How to Make Better Decisions with Less Data
In companies, employees often struggle to find a solution to the problem suggested by other employees and their higher-ups. To find a solution to the given task in question, employees look through piles of surveys, reports, and statistics which ultimately leads them to a state called “analysis paralysis”. In this state, people start offering the same solutions as everyone else. Furthermore, these solutions are just solutions recycled from prior problems and are therefore not so useful. However, the issue, in most cases, isn’t a lack of data, but the vast amount of them because people fail to prioritize this large amount of data. This is very similar to the process of information cascade we learned in class.
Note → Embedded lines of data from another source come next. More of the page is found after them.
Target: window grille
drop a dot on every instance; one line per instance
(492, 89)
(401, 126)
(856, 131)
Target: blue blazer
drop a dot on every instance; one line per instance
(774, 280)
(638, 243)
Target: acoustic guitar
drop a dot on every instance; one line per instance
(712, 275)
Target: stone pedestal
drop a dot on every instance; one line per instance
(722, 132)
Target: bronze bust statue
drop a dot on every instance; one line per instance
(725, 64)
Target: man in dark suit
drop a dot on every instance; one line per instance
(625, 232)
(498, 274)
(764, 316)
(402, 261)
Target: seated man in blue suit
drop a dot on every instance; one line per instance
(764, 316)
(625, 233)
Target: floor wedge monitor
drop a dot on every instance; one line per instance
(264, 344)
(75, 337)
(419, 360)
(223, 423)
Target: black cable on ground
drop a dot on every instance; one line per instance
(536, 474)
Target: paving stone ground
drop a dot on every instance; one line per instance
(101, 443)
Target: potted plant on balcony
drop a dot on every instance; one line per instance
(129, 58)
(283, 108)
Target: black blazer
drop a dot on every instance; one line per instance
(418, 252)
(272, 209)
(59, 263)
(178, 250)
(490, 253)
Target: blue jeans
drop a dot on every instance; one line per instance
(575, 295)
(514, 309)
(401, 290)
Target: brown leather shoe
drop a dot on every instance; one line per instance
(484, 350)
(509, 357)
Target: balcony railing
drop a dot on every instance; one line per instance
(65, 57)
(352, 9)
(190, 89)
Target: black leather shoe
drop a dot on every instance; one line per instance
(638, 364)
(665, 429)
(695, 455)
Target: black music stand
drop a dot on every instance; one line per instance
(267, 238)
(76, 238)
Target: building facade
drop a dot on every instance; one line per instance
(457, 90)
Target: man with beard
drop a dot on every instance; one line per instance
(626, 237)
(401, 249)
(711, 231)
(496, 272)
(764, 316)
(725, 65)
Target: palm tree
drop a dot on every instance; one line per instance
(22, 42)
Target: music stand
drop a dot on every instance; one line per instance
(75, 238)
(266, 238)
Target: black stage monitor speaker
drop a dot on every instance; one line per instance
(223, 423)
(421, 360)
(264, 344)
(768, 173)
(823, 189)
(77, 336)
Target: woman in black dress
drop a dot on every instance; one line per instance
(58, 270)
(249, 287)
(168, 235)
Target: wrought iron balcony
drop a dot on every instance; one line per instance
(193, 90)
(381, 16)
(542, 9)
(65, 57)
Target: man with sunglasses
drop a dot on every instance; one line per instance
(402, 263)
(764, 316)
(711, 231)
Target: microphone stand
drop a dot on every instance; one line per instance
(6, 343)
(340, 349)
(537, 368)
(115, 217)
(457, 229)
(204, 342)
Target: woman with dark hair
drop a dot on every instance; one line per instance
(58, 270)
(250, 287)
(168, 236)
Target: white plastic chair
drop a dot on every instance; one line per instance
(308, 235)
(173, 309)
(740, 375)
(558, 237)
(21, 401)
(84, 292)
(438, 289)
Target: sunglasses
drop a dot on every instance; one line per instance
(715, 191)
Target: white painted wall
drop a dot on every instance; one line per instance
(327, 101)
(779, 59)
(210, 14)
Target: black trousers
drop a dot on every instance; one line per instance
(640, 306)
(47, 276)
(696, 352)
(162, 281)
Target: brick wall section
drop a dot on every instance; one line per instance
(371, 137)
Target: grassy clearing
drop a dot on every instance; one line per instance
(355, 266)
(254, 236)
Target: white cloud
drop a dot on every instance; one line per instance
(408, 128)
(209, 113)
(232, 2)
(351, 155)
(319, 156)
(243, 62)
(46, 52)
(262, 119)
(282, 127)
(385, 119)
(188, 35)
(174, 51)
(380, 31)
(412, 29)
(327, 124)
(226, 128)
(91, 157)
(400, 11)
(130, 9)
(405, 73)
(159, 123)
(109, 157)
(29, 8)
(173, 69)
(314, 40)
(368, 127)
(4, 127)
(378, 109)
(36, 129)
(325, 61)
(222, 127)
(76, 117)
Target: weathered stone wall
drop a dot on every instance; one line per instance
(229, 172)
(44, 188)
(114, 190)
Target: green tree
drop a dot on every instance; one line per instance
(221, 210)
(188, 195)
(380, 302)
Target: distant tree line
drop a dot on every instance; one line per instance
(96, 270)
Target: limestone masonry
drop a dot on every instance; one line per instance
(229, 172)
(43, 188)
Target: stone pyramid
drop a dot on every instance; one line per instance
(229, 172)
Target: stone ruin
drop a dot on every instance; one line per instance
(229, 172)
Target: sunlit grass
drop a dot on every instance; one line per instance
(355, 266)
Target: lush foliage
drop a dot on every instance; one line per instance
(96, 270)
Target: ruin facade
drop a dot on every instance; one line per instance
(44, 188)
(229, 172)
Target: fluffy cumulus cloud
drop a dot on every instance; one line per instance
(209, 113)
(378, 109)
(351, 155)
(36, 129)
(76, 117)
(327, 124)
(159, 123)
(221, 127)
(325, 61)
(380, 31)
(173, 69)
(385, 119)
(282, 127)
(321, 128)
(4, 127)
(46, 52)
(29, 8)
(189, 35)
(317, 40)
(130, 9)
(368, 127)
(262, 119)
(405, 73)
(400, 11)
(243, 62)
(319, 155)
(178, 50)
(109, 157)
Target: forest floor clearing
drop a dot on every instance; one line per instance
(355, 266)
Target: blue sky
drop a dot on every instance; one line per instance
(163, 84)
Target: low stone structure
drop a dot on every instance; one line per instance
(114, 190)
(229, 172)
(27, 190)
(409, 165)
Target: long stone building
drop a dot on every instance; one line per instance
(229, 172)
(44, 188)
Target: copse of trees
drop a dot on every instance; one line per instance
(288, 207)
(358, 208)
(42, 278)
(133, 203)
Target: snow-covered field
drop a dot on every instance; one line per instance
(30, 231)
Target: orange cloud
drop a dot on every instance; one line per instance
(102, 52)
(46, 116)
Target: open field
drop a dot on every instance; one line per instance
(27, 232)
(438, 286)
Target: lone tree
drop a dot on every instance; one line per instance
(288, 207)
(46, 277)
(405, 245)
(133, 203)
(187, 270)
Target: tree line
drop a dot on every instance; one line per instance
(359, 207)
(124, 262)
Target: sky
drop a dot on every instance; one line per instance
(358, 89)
Information cascade describes how one’s decision making is influenced by others, and examples given in class like buying a new phone or choosing a restaurant are similar to the situation in this company where employees need to choose the best solution to report.
The author claims that there is a need to think more strategically about how people apply information to people’s decision making and recommended a procedure called data diet. The first step of data diet is to define a problem. People tend to fixate on familiar approaches rather than steeping back to understand the contours of the problem. So before the data hunt begins, one should allow people to see it from different angels like that of a consumer and a supplier to better their understanding and widening the narrow scopes. The second step is to integrate which requires putting the small pieces together. The third step is to explore. Here, individuals are assigned a distinct set of ideas. The purpose is to make people work on each idea independently in silence and collaborate later on. If people work together from the very beginning, then early decisions by first few participants heavily influence the later participants who ignore their own information as in the process of information cascade. And, we also learned in class that there is also a tendency for large crowds to jump to conclusions which leads to a failure of wisdom of crowds. So, it’s important that group collaboration comes after individuals are given sufficient time to think by themselves. The final step of data diet is to test. In order to test, people must first design critical tests and determine if their plans work under the designated tests while disconfirming data that don’t work at the same time.
At the end of this procedure of data diet, people are more likely to develop a better appetite for data. And, this is important because there is an overwhelming amount of information in today’s society and efficiently analyzing those data is going to become challenging as time goes on.